Montal ressalta, ainda, que a união das instituições ligadas ao tráfego e à neurologia será capaz de promover conscientização de maneira efetiva e enfática, abordando as diferentes esferas do problema. A ABRAMET, aliás, já ajudou a construir uma legislação de trânsito que contemple alguns desses pontos.
“Colaboramos com a elaboração de uma norma que torna necessário o diagnóstico de possíveis distúrbios de sono. Existindo sinais de que o indivíduo possa ter alguma doença desse tipo, há encaminhamentos obrigatórios por lei”.
Busca-se, dessa maneira, uma mudança que extrapole a postura individual, alcançando o âmbito cultural, como ocorreu em passado não tão distante com a conscientização da relevância do uso de cinto de segurança.
“A população deve compreender que o sono é um fenômeno indispensável à saúde humana. Logo, se você está programando uma viagem, é preciso separar um tempo para descansar e recuperar a energia”, argumenta Montal.

Apneia
Resultado da maior resistência nas vias aéreas, a Apneia Obstrutiva do Sono (AOS) dificulta a passagem de ar durante o sono. Acarreta maior incidência de hipertensão arterial, doenças cardiovasculares e alterações metabólicas e hormonais, causa sonolência diurna, irritabilidade e cansaço.
Reconhecer e tratar a AOS é importante, pois indivíduos com AOS apresentam risco de acidentes de trânsito 2 a 7 vezes maior. No Brasil, segundo o presidente da ABN, uma barreira no combate ao problema é o desconhecimento, o que gera a falta de pressão popular para o desenvolvimento de medidas preventivas.
“Isso provoca dificuldade de patrocínio para ações que visem à conscientização. Ou seja, a gravidade da apneia não é reconhecida pela sociedade em geral, impactando na prevenção, no diagnóstico e no tratamento”.
O resultado é que os acidentes de tráfego ocasionados pelo distúrbio não são reconhecidos, uma vez que seus principais sintomas, como ronco e sonolência diurna, são mascarados pelos pacientes.
“Não há um medidor de sono que qualifique a apneia, como o bafômetro indica o nível do álcool. Já existem alguns aparelhos que funcionam como marcadores de sonolência, porém, inacessíveis à Polícia Federal. A alternativa seria criar um marcador que identifique a quantidade de amilase presente na saliva, uma vez que a sonolência eleva a presença dessa enzima.
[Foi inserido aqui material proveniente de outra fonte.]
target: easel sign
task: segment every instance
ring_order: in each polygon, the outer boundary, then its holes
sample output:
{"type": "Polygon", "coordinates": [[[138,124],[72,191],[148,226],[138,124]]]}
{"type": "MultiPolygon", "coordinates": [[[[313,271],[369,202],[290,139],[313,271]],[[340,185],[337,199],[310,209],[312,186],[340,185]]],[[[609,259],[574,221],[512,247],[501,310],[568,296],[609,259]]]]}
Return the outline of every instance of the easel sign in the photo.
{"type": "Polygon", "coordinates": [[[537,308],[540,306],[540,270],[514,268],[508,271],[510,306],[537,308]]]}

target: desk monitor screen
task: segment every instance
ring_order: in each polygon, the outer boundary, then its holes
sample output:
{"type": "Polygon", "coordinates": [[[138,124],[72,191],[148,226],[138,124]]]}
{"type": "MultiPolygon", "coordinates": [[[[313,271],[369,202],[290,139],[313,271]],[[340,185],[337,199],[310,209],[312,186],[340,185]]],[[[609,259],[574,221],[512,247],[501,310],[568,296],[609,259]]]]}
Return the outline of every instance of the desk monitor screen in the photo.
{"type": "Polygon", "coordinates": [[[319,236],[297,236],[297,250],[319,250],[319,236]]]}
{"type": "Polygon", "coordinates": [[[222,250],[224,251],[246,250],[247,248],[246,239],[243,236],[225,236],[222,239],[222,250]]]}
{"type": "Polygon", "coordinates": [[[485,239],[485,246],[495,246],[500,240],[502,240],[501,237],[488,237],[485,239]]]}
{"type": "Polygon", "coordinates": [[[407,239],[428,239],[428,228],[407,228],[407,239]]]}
Porém, concomitantemente precisaria ser feita uma escala para contar essa quantidade em distúrbios de sono, pois seu aumento pode ser decorrente de outros fatores”, analisa Prado.

Legislação
Graças à Resolução nº 452/2012 do Departamento Nacional de Transito (Denatran), o exame médico para emissão e renovação da Carteira Nacional de Habilitação (CNH) está mais rígido. Todos os candidatos precisam passar por testes específicos para detectar possíveis distúrbios de sono – além das avaliações cardiológica, neurológica, oftalmológica e auditiva.
Na consulta, são avaliados alguns fatores de risco, como o grau de sonolência diurna através da escala de sonolência de Epworth. Caso sejam identificados indícios de apneia de sono, o médico de tráfego pode encaminhar ao especialista, que indicará a polissonografia para confirmação diagnóstica e planejamento terapêutico.